In realtà, ci sono almeno due inesattezze nella normale definizione della terza prova: non è un vero e proprio “rischiatutto” a crocette – almeno, non nella maggior parte dei casi – e rappresenta, per gli studenti, forse la prova meno temuta.
Dopo le prime due giornate campali, caratterizzate da veri e propri tour de force nei forni degli istituti superiori di questo inizio estate bollente, con temi consegnati a pomeriggio inoltrato e versioni di latino – o compiti di matematica, per i licei – portate a termine tra fatica e stanchezza, questa volta il dispendio nervoso sarà certamente inferiore.
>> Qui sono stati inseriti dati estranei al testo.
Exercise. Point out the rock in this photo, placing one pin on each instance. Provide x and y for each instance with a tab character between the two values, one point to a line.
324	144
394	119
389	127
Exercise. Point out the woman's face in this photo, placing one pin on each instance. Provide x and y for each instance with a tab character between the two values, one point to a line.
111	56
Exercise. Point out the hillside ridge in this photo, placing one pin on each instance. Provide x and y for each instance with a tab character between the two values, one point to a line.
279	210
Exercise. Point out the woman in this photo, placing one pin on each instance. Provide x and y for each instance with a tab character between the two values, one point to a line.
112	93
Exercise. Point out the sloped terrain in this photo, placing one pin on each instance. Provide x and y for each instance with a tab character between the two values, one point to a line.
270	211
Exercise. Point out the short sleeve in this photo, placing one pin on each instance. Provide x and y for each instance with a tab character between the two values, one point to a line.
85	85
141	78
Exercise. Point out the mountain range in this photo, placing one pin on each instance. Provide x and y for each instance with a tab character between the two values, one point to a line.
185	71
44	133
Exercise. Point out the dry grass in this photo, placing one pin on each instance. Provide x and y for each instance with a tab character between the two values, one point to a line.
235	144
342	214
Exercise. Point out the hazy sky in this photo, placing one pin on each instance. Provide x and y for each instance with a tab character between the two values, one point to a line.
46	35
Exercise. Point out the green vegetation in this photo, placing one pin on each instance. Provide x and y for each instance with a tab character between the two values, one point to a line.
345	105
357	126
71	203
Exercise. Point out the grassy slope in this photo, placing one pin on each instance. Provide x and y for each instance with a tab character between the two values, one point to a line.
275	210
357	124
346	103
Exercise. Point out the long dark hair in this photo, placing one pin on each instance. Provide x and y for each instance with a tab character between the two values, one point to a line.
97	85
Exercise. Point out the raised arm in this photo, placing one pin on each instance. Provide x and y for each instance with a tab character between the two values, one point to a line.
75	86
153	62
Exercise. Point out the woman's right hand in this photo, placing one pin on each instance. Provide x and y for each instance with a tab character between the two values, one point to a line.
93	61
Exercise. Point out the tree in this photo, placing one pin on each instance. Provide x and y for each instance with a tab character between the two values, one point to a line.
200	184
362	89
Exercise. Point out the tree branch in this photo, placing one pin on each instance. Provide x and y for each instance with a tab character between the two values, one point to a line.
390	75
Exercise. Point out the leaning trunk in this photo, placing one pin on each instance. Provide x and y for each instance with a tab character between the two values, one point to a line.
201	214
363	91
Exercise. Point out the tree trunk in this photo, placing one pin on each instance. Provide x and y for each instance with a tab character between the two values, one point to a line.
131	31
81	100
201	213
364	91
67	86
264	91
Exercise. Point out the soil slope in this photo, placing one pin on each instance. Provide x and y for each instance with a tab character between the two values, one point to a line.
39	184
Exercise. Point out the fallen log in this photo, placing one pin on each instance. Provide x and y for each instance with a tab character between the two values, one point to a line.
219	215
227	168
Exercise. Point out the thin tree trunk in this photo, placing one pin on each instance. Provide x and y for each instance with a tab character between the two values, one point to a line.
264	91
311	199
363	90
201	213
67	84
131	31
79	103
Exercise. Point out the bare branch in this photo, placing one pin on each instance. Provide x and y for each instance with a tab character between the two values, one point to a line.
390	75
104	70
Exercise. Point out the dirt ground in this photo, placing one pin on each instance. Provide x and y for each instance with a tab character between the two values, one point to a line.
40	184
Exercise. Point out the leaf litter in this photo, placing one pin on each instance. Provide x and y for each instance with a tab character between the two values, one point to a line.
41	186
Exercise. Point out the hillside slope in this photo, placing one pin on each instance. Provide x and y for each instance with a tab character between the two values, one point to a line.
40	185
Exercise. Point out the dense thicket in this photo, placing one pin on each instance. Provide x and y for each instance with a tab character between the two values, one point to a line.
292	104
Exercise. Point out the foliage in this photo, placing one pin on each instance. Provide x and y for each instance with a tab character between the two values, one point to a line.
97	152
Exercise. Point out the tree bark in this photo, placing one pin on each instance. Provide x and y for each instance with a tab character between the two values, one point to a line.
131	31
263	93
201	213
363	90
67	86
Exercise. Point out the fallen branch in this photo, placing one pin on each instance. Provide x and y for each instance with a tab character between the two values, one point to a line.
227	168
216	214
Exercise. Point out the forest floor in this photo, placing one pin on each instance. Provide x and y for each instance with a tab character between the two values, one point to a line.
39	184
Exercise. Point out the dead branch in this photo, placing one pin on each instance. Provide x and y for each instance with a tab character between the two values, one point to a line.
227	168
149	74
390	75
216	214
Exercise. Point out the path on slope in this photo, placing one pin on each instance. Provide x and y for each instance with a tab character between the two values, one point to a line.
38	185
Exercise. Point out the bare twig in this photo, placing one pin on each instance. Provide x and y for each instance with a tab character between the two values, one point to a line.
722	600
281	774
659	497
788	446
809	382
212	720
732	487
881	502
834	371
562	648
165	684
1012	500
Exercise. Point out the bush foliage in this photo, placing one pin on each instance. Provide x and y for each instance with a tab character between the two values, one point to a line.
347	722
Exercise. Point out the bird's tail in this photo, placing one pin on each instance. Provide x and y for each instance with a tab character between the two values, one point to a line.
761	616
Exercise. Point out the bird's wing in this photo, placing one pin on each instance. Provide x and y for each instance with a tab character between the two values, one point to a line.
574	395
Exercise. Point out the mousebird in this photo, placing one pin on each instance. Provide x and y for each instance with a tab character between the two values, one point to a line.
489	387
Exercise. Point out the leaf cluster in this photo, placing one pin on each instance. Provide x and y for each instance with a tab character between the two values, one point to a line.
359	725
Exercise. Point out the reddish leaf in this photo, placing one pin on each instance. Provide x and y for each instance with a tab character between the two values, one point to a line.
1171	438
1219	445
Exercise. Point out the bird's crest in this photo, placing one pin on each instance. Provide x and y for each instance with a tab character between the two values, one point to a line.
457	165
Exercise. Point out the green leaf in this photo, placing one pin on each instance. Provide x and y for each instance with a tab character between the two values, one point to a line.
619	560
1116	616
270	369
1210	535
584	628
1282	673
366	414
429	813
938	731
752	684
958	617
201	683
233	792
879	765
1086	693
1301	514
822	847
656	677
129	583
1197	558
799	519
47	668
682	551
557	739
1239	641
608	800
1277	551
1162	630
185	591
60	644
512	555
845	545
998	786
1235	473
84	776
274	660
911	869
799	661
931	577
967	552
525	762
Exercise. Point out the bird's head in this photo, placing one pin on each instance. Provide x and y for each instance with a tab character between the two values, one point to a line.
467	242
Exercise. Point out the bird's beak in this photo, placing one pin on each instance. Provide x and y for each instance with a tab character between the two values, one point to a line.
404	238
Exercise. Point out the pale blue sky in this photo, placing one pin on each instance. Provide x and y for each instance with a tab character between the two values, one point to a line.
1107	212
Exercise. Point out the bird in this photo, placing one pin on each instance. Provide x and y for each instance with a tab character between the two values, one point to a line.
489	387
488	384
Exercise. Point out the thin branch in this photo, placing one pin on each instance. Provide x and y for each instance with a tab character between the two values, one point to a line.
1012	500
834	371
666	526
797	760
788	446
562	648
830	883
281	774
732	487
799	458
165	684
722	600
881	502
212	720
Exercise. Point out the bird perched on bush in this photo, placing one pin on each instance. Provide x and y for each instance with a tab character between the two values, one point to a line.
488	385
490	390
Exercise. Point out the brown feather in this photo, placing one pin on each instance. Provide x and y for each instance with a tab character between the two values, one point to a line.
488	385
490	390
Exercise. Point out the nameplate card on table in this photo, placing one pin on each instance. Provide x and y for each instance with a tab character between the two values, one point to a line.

Normalmente, i volti degli studenti all’uscita dalle scuole superiori, nel giorno della terza prova, sono assai più distesi: un po’ per la minore durata del test, un po’ perché si arriva con l’ansia spremuta dalle prime due giornate, si tratta essenzialmente di uno scoglio in vista del gran finale del colloquio, che segnerà l’atto finale degli studenti nella scuola di secondo grado.
Per la verità, si tratta anche della prova con cui gli studenti hanno maggiore dimestichezza, essendo strutturata in 4 o 5 materie, con possibilità di domande a risposta aperta o, in alternativa, con le temute “crocette”. Una modalità che, durante l’anno, i professori tendono a sperimentare in classe man mano che l’esame si avvicina, per aiutare gli studenti a sintetizzare i concetti e ricavare i nuclei centrali del programma.
Di norma, c’è almeno una lingua straniera nel ventaglio delle materie proposte: comunque sia, i candidati conoscono bene quelle uscite nel “sorteggio” di fine anno scolastico, di modo che hanno tutto il tempo per prepararsi a dovere. Ovviamente, le sorprese per gli studenti più continui nel corso dell’anno saranno minime, mentre, per chi cerca di arrivare al 60 con tutte le proprie forze, un buon voto nella terza prova può essere il trampolino verso l’impresa, da completare, quindi, all’interrogazione.